Strong Tower said...

This is the Greek term that also appears in the citation of Isa 7:14in Matt 1:23. Therefore, regardless of the meaning of the term in the OT context, in the NT Matthew’s usage of the Greek term παρθένος clearly indicates that from his perspective a virgin birth has taken place.

And this is our proper interpretation. It does not matter what the normal usage is. Like all technical writing, terms are defined by the author. Those working terms, as they are called, are controlled by the definition that the author imposes upon them. It is therefore, the proper interpretation of Isaiah, unless, someone wants to argue that it was not the Holy Spirit that was authoring through the apostles, the meaning of parqenos and by extension the proper meaning of alma in the context of revelation. And here is that meaning: "But as he considered these things, behold, an angel of the Lord appeared to him in a dream, saying, Joseph, son of David, do not fear to take Mary as your wife, for that which is conceived in her is from the Holy Spirit...And behold, you will conceive in your womb and bear a son, and you shall call his name Jesus...How will this be, since I am a virgin...The Holy Spirit will come upon you, and the power of the Most High will overshadow you; therefore the child to be born will be called holy—the Son of God."

Commentaries are great and should be quoted with understanding. The point of the commentary is clear. Even if the meaning in context is of the some non-virginal young woman in the kings court having a child, the prophetic meaning is not determined by that immediate context, but by further examination of Scripture. In this case there is no doubt that the meaning is a virginal woman who has never had sexual relations with a man, just as the commentator says. So, the best translation for understanding is virgin, and not young woman.

DJP said...

Rick, Garet, and others: again, thanks for your gracious and kind encouragement. Glory to God.

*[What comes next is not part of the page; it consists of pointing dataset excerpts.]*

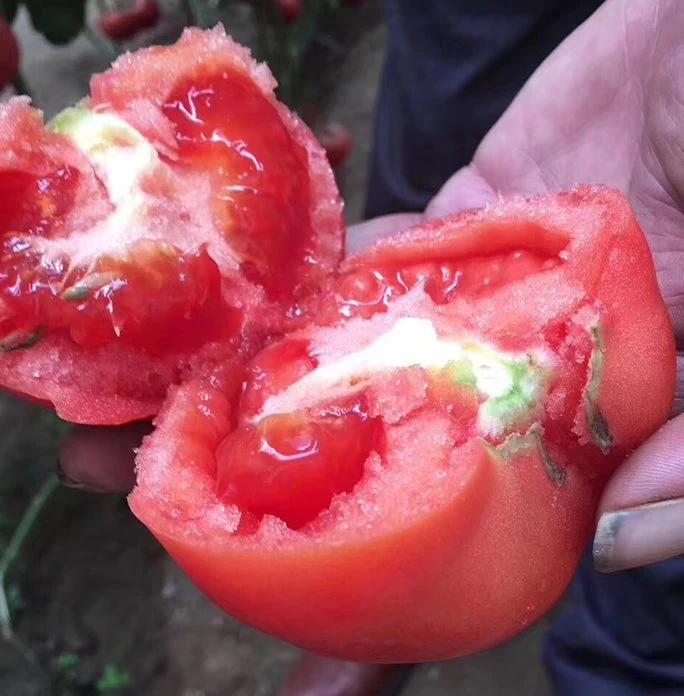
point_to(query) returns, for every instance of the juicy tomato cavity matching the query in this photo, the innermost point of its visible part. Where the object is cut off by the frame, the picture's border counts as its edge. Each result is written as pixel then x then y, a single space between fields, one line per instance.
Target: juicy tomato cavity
pixel 367 291
pixel 260 175
pixel 138 266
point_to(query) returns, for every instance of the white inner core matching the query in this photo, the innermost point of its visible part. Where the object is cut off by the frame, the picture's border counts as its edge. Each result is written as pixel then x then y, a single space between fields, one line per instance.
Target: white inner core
pixel 410 342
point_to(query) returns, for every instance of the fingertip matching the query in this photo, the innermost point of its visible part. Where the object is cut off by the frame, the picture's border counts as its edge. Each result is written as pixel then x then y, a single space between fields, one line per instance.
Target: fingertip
pixel 653 473
pixel 363 234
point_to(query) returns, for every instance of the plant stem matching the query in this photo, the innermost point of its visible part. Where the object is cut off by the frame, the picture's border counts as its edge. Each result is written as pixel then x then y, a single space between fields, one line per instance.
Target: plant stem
pixel 17 542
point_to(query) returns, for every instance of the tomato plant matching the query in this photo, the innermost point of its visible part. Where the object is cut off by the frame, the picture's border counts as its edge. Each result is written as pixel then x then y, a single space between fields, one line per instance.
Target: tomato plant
pixel 415 475
pixel 177 213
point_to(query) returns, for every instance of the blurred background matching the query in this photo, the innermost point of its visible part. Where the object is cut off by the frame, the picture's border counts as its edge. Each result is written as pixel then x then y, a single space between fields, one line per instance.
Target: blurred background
pixel 89 603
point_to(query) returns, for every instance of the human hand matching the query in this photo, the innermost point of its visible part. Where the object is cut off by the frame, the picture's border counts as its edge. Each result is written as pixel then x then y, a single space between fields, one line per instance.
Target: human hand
pixel 605 107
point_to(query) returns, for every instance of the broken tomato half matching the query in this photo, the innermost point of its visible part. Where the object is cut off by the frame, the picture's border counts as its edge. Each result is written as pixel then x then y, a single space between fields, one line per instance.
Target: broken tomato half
pixel 416 477
pixel 178 213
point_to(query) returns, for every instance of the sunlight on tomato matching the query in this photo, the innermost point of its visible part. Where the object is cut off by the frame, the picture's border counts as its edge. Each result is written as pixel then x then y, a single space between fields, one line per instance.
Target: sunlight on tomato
pixel 291 466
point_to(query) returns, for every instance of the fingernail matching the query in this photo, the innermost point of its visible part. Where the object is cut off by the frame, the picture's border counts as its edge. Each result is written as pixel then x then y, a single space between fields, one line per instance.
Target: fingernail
pixel 640 535
pixel 69 482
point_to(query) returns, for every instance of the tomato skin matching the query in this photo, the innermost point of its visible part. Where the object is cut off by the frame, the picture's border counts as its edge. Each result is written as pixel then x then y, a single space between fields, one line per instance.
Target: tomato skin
pixel 9 54
pixel 102 373
pixel 447 546
pixel 121 26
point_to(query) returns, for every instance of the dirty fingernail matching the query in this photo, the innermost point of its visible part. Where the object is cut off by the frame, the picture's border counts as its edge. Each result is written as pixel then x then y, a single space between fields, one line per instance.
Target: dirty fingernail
pixel 72 483
pixel 640 535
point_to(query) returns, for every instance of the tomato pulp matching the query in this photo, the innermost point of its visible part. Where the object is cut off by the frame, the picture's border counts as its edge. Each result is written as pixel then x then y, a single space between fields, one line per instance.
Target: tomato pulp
pixel 174 217
pixel 415 477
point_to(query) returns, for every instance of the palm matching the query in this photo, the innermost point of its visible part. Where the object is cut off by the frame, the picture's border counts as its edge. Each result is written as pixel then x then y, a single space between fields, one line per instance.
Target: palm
pixel 606 107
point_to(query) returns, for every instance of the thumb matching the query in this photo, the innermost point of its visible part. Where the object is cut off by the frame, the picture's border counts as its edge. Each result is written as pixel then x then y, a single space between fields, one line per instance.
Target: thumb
pixel 642 509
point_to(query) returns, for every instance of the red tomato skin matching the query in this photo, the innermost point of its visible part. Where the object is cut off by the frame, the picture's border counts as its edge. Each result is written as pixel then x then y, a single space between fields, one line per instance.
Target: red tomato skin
pixel 449 548
pixel 113 384
pixel 9 54
pixel 121 26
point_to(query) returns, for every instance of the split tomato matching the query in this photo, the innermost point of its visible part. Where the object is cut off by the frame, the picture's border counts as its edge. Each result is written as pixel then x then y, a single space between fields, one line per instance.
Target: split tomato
pixel 176 216
pixel 416 477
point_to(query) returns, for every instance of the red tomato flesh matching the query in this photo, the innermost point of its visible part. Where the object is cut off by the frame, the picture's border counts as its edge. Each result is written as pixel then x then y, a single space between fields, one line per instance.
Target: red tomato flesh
pixel 418 479
pixel 180 210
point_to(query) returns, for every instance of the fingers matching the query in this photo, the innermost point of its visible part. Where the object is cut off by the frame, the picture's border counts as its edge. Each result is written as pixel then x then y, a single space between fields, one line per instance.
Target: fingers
pixel 466 189
pixel 319 676
pixel 363 234
pixel 100 459
pixel 642 518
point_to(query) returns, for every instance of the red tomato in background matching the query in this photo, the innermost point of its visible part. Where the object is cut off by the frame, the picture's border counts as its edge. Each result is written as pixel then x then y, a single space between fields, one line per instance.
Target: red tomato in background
pixel 416 477
pixel 175 218
pixel 121 26
pixel 9 54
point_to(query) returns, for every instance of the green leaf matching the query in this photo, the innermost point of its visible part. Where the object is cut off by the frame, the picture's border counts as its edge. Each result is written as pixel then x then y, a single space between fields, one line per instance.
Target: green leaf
pixel 8 9
pixel 59 21
pixel 67 663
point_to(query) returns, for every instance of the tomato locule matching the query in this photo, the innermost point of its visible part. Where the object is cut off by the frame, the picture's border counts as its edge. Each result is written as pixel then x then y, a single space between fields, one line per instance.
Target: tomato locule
pixel 176 216
pixel 415 476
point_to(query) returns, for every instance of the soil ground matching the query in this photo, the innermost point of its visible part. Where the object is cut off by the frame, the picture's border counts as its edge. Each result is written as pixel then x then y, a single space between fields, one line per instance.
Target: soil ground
pixel 96 595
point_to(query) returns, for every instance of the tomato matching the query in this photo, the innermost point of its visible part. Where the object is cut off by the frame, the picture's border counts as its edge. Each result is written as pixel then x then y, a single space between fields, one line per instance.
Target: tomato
pixel 9 55
pixel 175 217
pixel 121 26
pixel 416 476
pixel 337 142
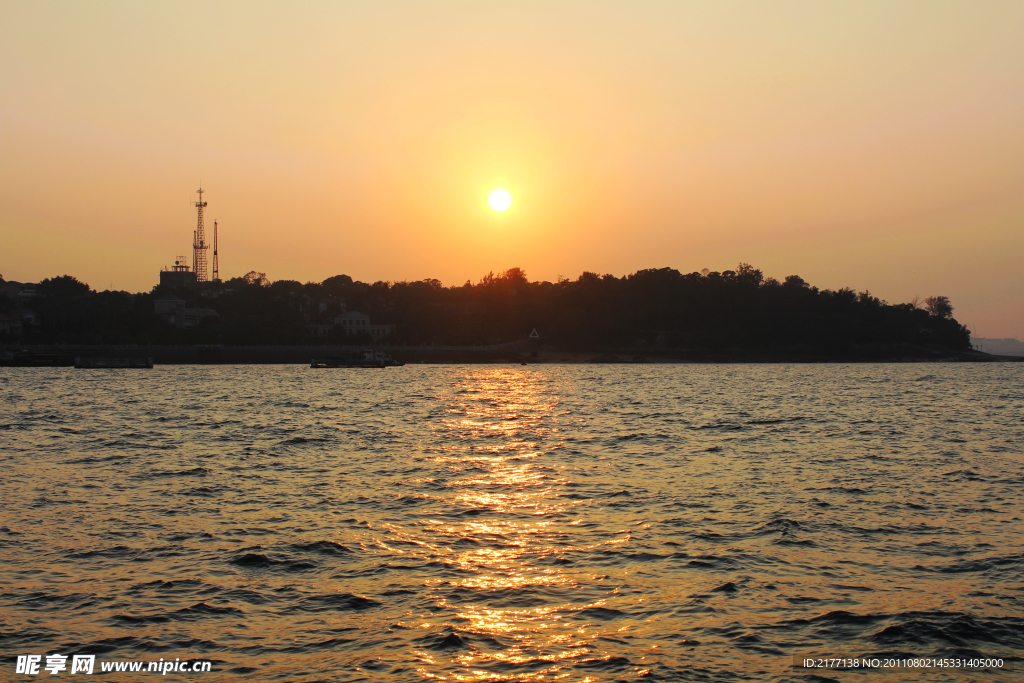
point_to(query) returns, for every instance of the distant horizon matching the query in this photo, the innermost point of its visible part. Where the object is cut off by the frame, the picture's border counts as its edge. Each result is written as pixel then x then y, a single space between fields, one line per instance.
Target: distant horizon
pixel 871 145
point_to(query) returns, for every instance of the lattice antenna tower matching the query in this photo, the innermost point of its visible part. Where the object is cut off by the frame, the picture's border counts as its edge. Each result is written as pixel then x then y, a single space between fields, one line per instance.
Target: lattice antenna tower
pixel 199 242
pixel 216 267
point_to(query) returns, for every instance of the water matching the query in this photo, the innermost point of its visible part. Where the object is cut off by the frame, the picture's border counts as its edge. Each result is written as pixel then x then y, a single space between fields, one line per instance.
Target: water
pixel 494 523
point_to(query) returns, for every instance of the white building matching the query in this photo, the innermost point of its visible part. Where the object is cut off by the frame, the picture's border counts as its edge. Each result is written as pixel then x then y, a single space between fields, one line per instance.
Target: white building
pixel 354 323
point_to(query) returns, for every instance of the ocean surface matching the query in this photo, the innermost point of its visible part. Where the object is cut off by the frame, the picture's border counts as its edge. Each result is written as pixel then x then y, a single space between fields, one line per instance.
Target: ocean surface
pixel 688 522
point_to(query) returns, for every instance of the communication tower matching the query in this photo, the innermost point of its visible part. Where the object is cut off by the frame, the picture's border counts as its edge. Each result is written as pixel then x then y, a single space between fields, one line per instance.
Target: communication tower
pixel 216 268
pixel 199 243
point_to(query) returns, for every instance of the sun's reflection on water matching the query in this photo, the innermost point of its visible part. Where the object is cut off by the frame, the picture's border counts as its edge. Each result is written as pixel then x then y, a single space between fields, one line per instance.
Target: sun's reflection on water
pixel 510 594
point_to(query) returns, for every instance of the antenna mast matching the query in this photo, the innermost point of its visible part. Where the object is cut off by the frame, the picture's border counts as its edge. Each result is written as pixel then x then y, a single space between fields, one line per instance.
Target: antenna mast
pixel 216 268
pixel 199 243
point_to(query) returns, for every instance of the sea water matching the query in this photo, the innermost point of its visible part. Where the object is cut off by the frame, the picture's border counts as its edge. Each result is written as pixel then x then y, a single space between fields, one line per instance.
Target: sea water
pixel 712 522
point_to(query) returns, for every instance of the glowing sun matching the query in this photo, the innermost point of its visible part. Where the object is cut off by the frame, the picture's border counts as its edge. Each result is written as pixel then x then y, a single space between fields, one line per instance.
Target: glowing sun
pixel 500 200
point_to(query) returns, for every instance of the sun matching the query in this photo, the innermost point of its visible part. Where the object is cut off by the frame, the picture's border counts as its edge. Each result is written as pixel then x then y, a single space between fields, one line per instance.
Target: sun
pixel 500 200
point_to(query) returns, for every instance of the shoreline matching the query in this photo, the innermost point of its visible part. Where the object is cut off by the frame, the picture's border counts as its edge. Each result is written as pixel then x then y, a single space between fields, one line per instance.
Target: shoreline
pixel 515 352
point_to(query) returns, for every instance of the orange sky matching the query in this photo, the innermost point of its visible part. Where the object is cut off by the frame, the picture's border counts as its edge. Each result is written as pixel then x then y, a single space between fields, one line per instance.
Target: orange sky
pixel 876 145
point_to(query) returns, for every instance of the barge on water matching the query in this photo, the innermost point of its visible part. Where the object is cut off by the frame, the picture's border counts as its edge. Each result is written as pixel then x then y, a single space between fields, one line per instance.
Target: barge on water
pixel 113 363
pixel 369 358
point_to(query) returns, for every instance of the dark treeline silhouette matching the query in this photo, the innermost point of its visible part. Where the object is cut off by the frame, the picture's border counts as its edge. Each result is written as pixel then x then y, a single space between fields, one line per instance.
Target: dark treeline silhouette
pixel 734 311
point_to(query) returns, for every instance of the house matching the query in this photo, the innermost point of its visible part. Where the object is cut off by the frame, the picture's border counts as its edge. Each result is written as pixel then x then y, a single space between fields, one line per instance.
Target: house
pixel 174 311
pixel 354 323
pixel 167 304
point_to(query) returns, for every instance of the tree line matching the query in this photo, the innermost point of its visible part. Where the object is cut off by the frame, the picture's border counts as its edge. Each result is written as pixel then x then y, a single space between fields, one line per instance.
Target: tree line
pixel 734 311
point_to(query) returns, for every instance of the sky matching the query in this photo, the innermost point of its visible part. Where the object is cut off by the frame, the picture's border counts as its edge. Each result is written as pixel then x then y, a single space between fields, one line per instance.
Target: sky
pixel 878 145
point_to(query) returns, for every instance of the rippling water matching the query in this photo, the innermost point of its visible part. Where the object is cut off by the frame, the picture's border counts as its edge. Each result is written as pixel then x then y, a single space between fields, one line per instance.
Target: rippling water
pixel 489 523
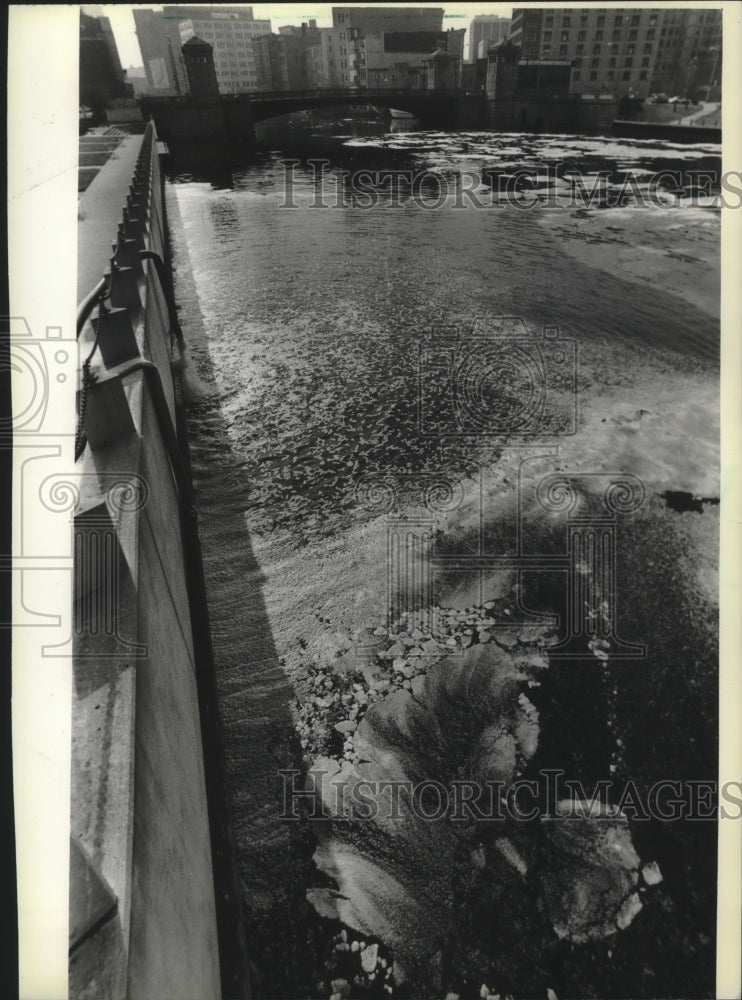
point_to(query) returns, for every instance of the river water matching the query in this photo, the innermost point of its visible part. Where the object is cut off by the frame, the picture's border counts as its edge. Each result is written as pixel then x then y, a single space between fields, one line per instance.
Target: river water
pixel 304 306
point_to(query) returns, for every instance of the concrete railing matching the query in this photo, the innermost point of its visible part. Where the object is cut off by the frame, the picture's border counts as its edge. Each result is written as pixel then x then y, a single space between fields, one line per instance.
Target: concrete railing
pixel 143 906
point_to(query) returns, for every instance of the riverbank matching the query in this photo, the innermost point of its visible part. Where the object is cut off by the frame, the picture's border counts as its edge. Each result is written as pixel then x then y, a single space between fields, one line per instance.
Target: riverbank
pixel 304 382
pixel 675 249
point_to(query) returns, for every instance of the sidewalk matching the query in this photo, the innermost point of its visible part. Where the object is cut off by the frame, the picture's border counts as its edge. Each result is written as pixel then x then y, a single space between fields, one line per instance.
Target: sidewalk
pixel 99 213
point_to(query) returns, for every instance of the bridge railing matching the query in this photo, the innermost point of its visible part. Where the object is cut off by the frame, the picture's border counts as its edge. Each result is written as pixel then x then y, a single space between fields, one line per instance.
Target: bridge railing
pixel 363 92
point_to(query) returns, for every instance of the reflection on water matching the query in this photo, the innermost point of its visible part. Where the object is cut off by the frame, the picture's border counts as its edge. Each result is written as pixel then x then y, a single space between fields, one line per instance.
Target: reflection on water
pixel 312 312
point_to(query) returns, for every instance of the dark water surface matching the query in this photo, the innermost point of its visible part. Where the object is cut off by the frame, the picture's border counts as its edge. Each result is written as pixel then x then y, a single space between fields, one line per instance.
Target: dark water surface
pixel 304 327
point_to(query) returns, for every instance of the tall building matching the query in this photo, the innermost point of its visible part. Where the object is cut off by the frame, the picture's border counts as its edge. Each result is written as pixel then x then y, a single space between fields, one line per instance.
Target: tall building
pixel 367 20
pixel 160 45
pixel 689 54
pixel 198 57
pixel 397 59
pixel 229 30
pixel 612 50
pixel 486 28
pixel 101 77
pixel 286 61
pixel 354 24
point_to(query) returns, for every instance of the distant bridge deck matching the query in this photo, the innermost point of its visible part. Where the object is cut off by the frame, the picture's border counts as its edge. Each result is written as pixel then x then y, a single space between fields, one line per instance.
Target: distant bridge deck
pixel 272 103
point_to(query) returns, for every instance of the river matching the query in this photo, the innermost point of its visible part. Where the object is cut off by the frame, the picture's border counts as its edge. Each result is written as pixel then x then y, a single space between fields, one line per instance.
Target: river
pixel 314 386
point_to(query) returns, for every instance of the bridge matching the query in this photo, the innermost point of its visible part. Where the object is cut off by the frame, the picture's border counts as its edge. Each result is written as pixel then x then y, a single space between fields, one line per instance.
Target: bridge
pixel 232 117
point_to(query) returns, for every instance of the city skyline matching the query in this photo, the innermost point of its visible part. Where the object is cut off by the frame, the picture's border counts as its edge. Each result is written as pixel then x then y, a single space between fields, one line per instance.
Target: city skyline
pixel 122 19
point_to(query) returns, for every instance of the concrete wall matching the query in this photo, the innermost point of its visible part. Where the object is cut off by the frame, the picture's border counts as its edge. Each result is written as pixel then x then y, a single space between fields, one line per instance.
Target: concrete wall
pixel 142 894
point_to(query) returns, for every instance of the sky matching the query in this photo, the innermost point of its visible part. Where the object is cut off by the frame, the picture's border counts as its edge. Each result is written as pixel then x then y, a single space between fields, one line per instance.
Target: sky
pixel 457 15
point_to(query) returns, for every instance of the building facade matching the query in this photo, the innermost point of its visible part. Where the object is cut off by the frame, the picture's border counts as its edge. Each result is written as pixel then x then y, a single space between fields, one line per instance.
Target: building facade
pixel 689 55
pixel 229 30
pixel 101 77
pixel 486 29
pixel 198 57
pixel 625 50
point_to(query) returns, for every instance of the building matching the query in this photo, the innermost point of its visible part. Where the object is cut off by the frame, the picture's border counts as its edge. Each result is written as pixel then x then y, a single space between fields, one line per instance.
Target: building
pixel 136 76
pixel 198 57
pixel 102 79
pixel 689 54
pixel 510 76
pixel 612 50
pixel 353 25
pixel 160 45
pixel 229 30
pixel 369 20
pixel 287 61
pixel 484 30
pixel 396 59
pixel 626 50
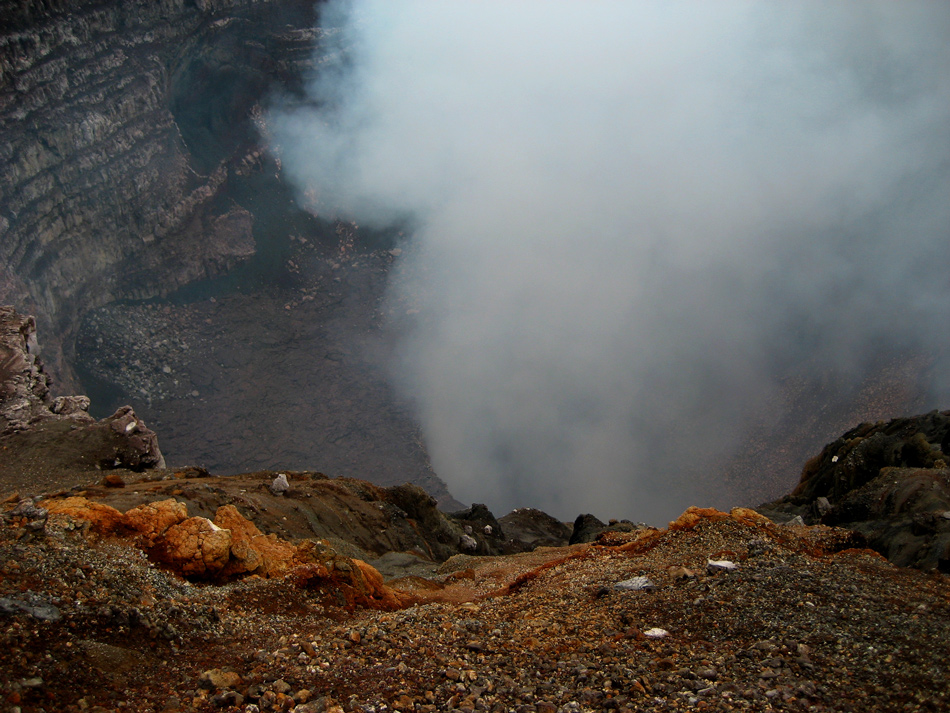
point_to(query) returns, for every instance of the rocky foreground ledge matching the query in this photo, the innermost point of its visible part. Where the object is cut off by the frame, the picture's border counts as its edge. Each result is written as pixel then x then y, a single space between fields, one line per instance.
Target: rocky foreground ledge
pixel 716 612
pixel 125 586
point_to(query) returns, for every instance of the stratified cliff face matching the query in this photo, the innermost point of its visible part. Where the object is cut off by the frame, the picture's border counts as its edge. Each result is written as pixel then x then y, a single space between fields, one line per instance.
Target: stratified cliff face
pixel 130 166
pixel 123 129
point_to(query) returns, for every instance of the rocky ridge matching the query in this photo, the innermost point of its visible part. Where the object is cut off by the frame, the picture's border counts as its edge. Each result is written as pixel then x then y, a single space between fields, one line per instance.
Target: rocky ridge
pixel 888 480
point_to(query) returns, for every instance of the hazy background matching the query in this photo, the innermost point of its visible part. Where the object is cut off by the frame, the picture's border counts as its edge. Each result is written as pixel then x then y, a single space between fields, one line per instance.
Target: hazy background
pixel 630 221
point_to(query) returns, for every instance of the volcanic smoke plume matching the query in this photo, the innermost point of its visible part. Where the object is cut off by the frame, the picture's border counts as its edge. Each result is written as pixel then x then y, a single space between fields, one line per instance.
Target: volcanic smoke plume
pixel 630 221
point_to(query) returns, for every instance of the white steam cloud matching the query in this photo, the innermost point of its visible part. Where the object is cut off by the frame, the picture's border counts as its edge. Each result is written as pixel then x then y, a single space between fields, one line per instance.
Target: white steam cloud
pixel 631 219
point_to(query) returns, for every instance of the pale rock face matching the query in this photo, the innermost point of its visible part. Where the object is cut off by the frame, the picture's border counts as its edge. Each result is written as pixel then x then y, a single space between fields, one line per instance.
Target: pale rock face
pixel 36 428
pixel 111 194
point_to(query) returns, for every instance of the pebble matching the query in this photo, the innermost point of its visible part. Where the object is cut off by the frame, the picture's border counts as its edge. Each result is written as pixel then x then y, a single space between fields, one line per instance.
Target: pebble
pixel 635 584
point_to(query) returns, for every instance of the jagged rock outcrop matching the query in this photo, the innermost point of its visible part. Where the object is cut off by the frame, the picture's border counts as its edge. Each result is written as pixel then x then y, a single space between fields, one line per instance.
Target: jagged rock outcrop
pixel 535 528
pixel 888 481
pixel 39 434
pixel 123 129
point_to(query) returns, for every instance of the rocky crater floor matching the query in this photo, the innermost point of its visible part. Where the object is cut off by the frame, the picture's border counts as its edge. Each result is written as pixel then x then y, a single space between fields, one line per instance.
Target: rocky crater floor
pixel 717 612
pixel 129 586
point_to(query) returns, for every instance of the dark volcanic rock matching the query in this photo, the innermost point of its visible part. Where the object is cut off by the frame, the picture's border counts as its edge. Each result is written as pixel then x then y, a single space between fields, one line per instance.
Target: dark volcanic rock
pixel 887 480
pixel 534 528
pixel 43 438
pixel 587 528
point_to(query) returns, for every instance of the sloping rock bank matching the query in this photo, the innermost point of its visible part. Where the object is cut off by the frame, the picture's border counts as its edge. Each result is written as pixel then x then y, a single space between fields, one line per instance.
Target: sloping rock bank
pixel 739 614
pixel 41 438
pixel 886 480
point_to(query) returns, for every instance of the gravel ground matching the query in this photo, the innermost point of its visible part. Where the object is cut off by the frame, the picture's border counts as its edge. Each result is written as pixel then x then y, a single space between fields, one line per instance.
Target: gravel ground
pixel 799 624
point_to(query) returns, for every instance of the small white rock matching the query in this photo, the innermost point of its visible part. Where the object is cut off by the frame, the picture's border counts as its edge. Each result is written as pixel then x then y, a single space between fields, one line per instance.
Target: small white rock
pixel 636 584
pixel 279 485
pixel 721 565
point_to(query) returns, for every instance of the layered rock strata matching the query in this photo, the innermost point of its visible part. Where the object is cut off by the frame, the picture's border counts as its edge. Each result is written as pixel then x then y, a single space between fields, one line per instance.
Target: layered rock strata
pixel 41 435
pixel 123 127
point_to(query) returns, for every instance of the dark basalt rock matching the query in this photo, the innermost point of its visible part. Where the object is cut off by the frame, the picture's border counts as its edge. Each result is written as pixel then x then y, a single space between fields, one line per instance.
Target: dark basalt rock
pixel 888 481
pixel 535 528
pixel 588 528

Sorry, Rick, no transcript.

Mike, if you don't mind my saying, it isn't accurate to say that all nine usages clearly refer to a virgin. Some are unclear, but the 2-3 that are clear, clearly do refer to unmarried girls. They're all cited in an article I wrote titled To Tell the Truth, Virginia.

Mike Riccardi said...

I don't mind your saying, Dan. Thanks for letting me know. I remember now that you said that in the sermon. I guess that part just didn't register. My apologies to dac, as well.

threegirldad said...

Mike R: What does NET mean anyway?

New English Translation

DJP said...

Or

Not-an Excellent Translation

(The notes are better than the translation)

dac said...

Not Excellent Translation?

lol

http://net.bible.org/bible.php?book=1Co&chapter=1

Make your own call.

DJP said...

I just did make my own call. What's your point?

dac said...

perhaps I was making a suggestion to your other faithful readers who are unfamiliar with the NET Bible?

Why so defensive djp?

DJP said...

What are you talking about? I post something, you reply to me, I reply to you.

Are you trying to make a point, or just noise? I'm really not tracking.

dac said...

Several commentors asked what the NET bible was

You said the not (an) excellent translation

I suggested other commentors may wish to make thier own decision (perhaps that was not sufficiently clear to whom that was addressed?)

I was responding to multiple posts, all in regards to the same subject.

not real complicated, just a pretty straight forward suggestion to those unfamilar with the NET.

DJP said...

OK. Having studied Hebrew and Greek for well over thirty years, and having taught both, I've offered my opinion. That people should make up their own minds is not a contrary view.